Articles - Track: Track Cleaning
09/22/2012
Track cleaning is essential if you conduct electricity through the rails to power your locomotives. I have tried an eraser, the Walthers "Bright Boy", Aztec track cleaner car (N-scale version shown below), and baby lap pads. The eraser works, but it leaves a lot of material behind on the layout and it tends to spread the muck on the track to another location on the track. The "Bright Boy" is also good, but it scratches the tops of the rails. When I modeled in N-scale, I used the Aztec track cleaner car with and without liquid. I am now convinced that cleaning track with a liquid is bad. This tends to be a contentious issue in the model railroading community, but my personal experience has shown that moist track attracts dirt like a magnet. I continued to use the Aztec track cleaner car when I modeled in N-scale, but only as a way to wipe up dust from the track; without liquid. It has a magnet underneath the car to pick up errant metal pieces (this feature is very effective, especially during a first-run after laying track). The downside with a track cleaning car is that the car has to go to every piece of rail you have on your layout, including dead-end spurs. This is hard to do. On club layouts during shows, these cars are great as a part of a regular train consist.
Track Cleaning
For removing paint and glue from the rail heads, a flat eraser or Bright Boy is good. However, for regular cleaning, I will only use "Babycare" lap pads. It is a dense, 100%-cotton pad that is used under the baby when he/she is changed. You should be able to get these at any general merchandise store, such as grocery stores, Target, Walmart, etc. One package will last you for many years. Because it is a dense pad, it doesn't tear apart or get snagged by rail joints. I usually cut about a 1"x2" rectangular piece (about the size of large, flat eraser) and rub it along the track, using the eraser on top of the lap pad. The eraser helps hold the pad in place and also keeps it horizontal as it moves over the two rails. You will notice a difference on how the pad interacts with the rail.
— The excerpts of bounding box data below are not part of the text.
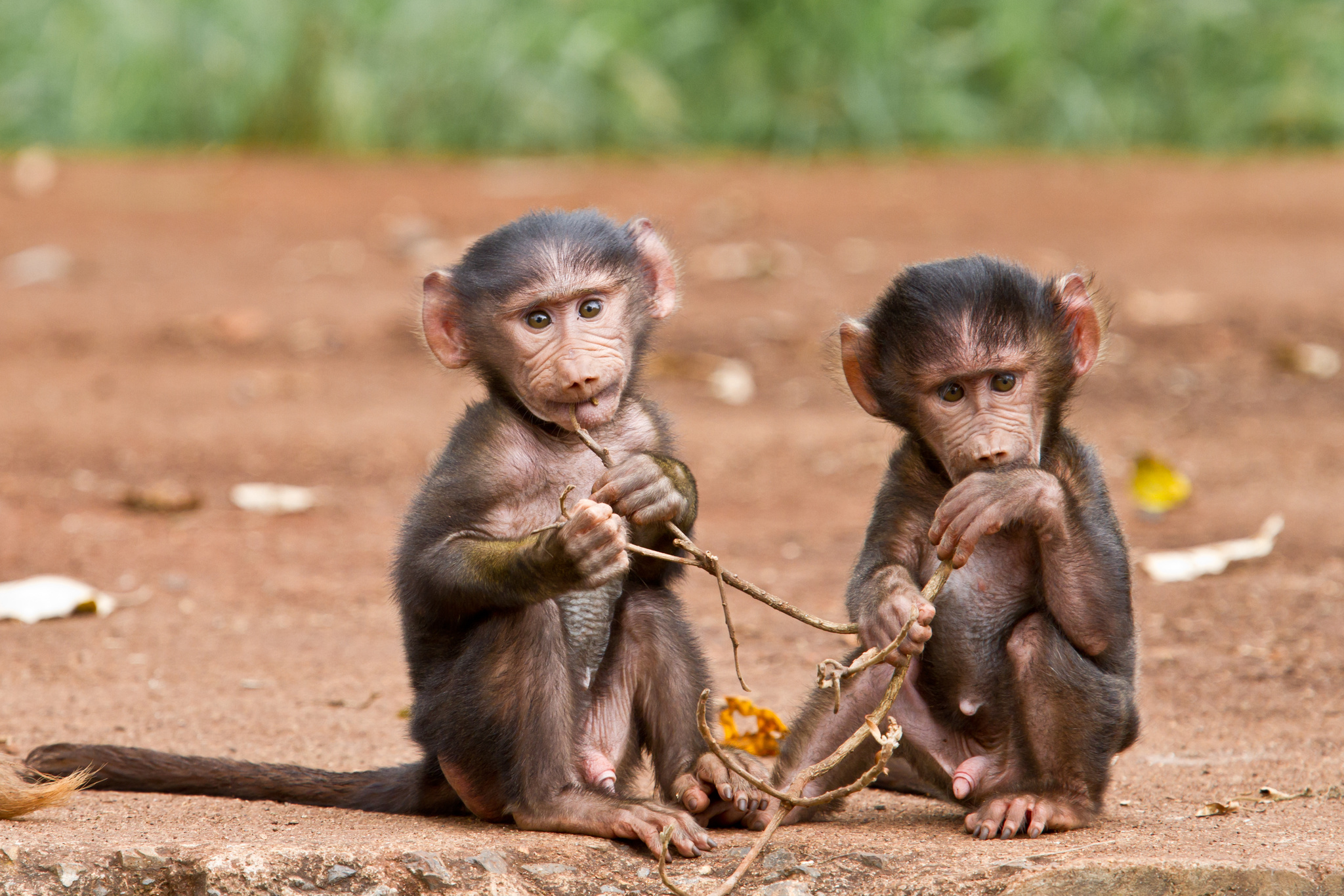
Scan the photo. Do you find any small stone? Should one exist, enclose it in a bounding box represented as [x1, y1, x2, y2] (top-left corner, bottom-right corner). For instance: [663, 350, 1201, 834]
[4, 243, 75, 287]
[56, 863, 85, 889]
[327, 865, 355, 896]
[467, 849, 508, 874]
[117, 847, 168, 870]
[995, 861, 1031, 877]
[757, 880, 812, 896]
[523, 863, 578, 877]
[402, 851, 453, 889]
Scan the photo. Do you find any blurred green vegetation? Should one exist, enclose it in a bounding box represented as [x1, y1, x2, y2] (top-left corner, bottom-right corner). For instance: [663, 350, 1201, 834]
[0, 0, 1344, 153]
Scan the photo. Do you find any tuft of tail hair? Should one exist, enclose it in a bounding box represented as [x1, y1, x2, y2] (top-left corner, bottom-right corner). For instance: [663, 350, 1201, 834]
[19, 744, 467, 818]
[0, 762, 94, 818]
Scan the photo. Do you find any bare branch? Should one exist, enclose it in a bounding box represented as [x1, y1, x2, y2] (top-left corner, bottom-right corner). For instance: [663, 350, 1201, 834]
[668, 523, 859, 634]
[704, 551, 751, 693]
[570, 404, 616, 470]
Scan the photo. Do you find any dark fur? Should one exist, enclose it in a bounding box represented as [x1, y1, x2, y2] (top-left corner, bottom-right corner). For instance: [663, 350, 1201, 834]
[776, 256, 1139, 815]
[27, 211, 708, 829]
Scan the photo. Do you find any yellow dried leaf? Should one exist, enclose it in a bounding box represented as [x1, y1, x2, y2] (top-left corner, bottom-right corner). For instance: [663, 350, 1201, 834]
[1130, 454, 1191, 513]
[719, 697, 789, 756]
[1195, 800, 1242, 818]
[1246, 787, 1312, 804]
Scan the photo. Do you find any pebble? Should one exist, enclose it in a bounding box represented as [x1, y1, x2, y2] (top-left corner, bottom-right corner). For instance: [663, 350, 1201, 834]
[757, 880, 812, 896]
[403, 851, 453, 889]
[12, 146, 60, 199]
[4, 243, 75, 289]
[522, 863, 578, 877]
[467, 849, 508, 874]
[327, 865, 355, 887]
[56, 863, 85, 889]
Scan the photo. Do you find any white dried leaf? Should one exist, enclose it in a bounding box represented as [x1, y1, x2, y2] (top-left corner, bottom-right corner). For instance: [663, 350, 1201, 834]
[228, 482, 317, 514]
[4, 243, 75, 289]
[0, 575, 117, 624]
[1195, 800, 1242, 818]
[1139, 513, 1284, 582]
[709, 357, 755, 404]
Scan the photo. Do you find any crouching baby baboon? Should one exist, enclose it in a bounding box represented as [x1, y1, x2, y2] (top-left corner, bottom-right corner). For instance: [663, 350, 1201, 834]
[16, 211, 763, 856]
[746, 256, 1139, 840]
If the pad doesn't move freely, it is a clear indicator that there is a layer of muck on the track.
In the January 2003 edition of Model Railroader magazine someone mentioned the idea of using metal polish to keep the rails from oxidizing so quickly. This is a problem for DCC since constant communication with the decoder is essential for locomotive operation. I finally decided to try this method. My S-scale layout's track work was in good shape at the time, but I started experiencing stalls like I used to experience in N-scale. That shouldn't happen, because S-scale engines are heavier and have a larger contact surface with the rails (not to mention that all wheels provide for electrical pick-up). At the grocery store I picked up a bottle of Wright's Silver Polish for around $4. It is a liquid paste-like substance. To apply it, I cut a piece of baby lap pads just larger than the flat eraser shown in the photo below. I apply a drop of the polish on one side of the pad piece and spread it out using a toothpick. I then put the pad on the track (polish side down, of course), and use the eraser to push the pad over the track. The eraser keeps the pad fairly flat so that the polish is applied to the top of the rails, not to their sides or to the ballast or ties. I firmly rub the pad several times over a section of track, changing the position of the pad's angle to the track at every pass. You will notice that the black muck from the rail accumulates very quickly. I then flip the pad over and use the clean side, again under the eraser, to buff out the polish. The rails are now nice and clean. I can go months without cleaning the rails after this treatment. Be sure to wipe up any polish from the side of the rails and scenery, because as it dries it becomes harder to remove (and it is unsightly).